Confusion Matrix, Sensitivity, and Specificity

Definition

Let’s assume we have a model for distinguishing between positive $P$ and negative $N$ in a classification problem. We define the number of positives correctly predicted as true positives $TP$ , the number of negatives correctly predicted as true negatives $TN$ , the number of positives incorrectly predicted as negatives as false negatives $FN$ , and the number of negatives incorrectly predicted as positives as false positives $FP$ .

Confusion Matrix

$20180521\_131719.png$

In classification problems, the Confusion Matrix is used as a metric to evaluate the model as shown above.

Accuracy

$\text{Accuracy} = {{TP + TN} \over { P + N }}$ In the table above, P represents positive, and N represents negative. TP is the case predicted positive and actually positive, TN is the case predicted negative and actually negative. It is common sense and reasonable to assess models with relatively high TP and TN as good models. On the other hand, where there is ‘correct’, there must also be ‘incorrect’. The Error Rate is defined as follows. $\text{Error Rate} = 1 - \text{Accuracy} = {{FP + FN} \over {N + P}}$

Precision

$\text{Precision} = {{TP } \over {TP + FP}}$ Precision is the ratio of those actually true among those predicted as true.
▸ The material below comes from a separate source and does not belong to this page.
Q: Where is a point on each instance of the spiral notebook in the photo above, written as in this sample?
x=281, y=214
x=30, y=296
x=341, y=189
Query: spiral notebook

Be careful not to confuse it with Accuracy.

Sensitivity

$\text{Sensitivity} = \text{True Positive Rate} = \text{Recall} = {{TP } \over { P }}$ Sensitivity is the ratio of those predicted as true among the positives, also known as Recall or True Positive Rate.

Specificity

$\text{Specificity} = 1 - \text{False Positive Rate} = 1- {{FP } \over { N }} = {{TN } \over {N }}$ Specificity is the ratio of those predicted as false among the negatives.

Here, a graph with False Positive Rate and True Positive Rate as axes is referred to as the ROC curve.